Rahugana was enlightened. He again prostrated himself before this mighty master. And Bharata engaged himself in meditation on the Supreme Person, Purushottama, who is the saviour of all, who is the Moksha-data. Disregarding His presence, we move after the sense objects. We see the ensnaring, entangling presentations before our senses, and we get caught in them and have no time to think of the Mahapurusha, the Purushottama. It is His presence which gives light to all these presentations in this world. Minus Him, the world will not exist. He is the Satchidananda Svarupa behind the nama and rupa prapancha, and all this world. We pursue the shadows, which cannot be cast unless there is a screen behind them. We forget the screen, and we pursue the shadows. That is why we are going to attain nothing worthwhile in this world by the pursuit of external objects. All externality is a shadow cast by Universality. Universality is the True Being which is Satchidananda. When it is cast into the mould of the space-time process, it looks like objects of sense. They are only appearances. The objects do not really exist, just as the various figures that we see in a magic show do not really exist. It is a magical performance. Mahamaya is pervading everywhere, and the magician is Ishvara Himself, wielding His magic wand in His great art of creating worlds and worlds. We should not get caught. Like Sanaka, Sanandana, Sanatana and Sanatkumara, we should be cautious of the existence of the great Purushottama everywhere. He is the Master of all creation, and knowing Him is our true salvation.

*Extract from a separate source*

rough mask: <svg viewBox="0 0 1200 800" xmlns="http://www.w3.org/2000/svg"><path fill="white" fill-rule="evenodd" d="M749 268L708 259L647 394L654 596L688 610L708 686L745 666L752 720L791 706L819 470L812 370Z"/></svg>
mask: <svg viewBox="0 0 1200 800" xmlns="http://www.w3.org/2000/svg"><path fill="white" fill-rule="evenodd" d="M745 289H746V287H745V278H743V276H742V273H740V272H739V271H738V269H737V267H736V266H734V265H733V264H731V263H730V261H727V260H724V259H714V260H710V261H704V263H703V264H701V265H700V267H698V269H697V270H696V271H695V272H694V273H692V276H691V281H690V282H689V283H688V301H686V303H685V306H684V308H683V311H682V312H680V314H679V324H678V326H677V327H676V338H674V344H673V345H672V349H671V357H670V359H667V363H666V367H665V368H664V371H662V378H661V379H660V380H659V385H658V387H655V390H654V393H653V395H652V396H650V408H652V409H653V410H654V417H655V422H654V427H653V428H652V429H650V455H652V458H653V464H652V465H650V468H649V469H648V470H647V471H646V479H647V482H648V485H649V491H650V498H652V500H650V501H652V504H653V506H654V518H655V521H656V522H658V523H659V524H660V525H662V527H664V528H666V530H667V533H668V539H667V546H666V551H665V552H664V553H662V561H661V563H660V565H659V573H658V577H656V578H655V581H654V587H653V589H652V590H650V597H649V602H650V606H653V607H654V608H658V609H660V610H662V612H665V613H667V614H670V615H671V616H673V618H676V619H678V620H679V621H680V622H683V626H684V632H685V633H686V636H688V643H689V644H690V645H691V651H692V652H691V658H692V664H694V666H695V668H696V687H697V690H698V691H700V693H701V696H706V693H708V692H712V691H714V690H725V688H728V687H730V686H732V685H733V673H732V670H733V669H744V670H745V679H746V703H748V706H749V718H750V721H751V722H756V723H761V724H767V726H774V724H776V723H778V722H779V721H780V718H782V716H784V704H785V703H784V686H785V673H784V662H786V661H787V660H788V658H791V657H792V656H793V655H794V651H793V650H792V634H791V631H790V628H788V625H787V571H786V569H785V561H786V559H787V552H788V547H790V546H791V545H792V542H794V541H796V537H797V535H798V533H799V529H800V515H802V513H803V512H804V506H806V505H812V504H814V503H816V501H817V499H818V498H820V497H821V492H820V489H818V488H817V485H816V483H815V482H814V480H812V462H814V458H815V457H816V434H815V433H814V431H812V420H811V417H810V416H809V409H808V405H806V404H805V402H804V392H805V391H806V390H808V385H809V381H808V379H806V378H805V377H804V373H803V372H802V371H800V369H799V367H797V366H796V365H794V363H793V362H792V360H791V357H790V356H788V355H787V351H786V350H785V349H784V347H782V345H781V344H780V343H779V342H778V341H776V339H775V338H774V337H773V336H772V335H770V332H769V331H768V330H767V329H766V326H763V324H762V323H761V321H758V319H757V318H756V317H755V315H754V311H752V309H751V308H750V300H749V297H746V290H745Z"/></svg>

Yadā carmavad ākāśam veṣṭayiṣyanti mānavāḥ, tadā devam avijñaya duḥkhasyānto bhaviṣyati (S.U. 6.20): If you can roll up the whole space like a sheet of leather, then you can have peace of mind without knowledge of God.

Tameva viditva’timṛtyumeti nānyaḥ panthā vidyate’ yanāya: The Purusha Sukta concludes by saying there is no way of crossing over this sea of samsara except by knowing Him who is the Purushottama. One crosses the domain of death by knowing Him. Knowing Him is being Him. They are not two different things. The knowledge of God is also the being of God, and therefore, when we know God, we be God, as it were.

Such is the glorious story that we have here in the Rahugana-Bharata Samvada in the Fifth Skandha, and there are incidental stories of this type in the Sixth and the Seventh Skandhas also.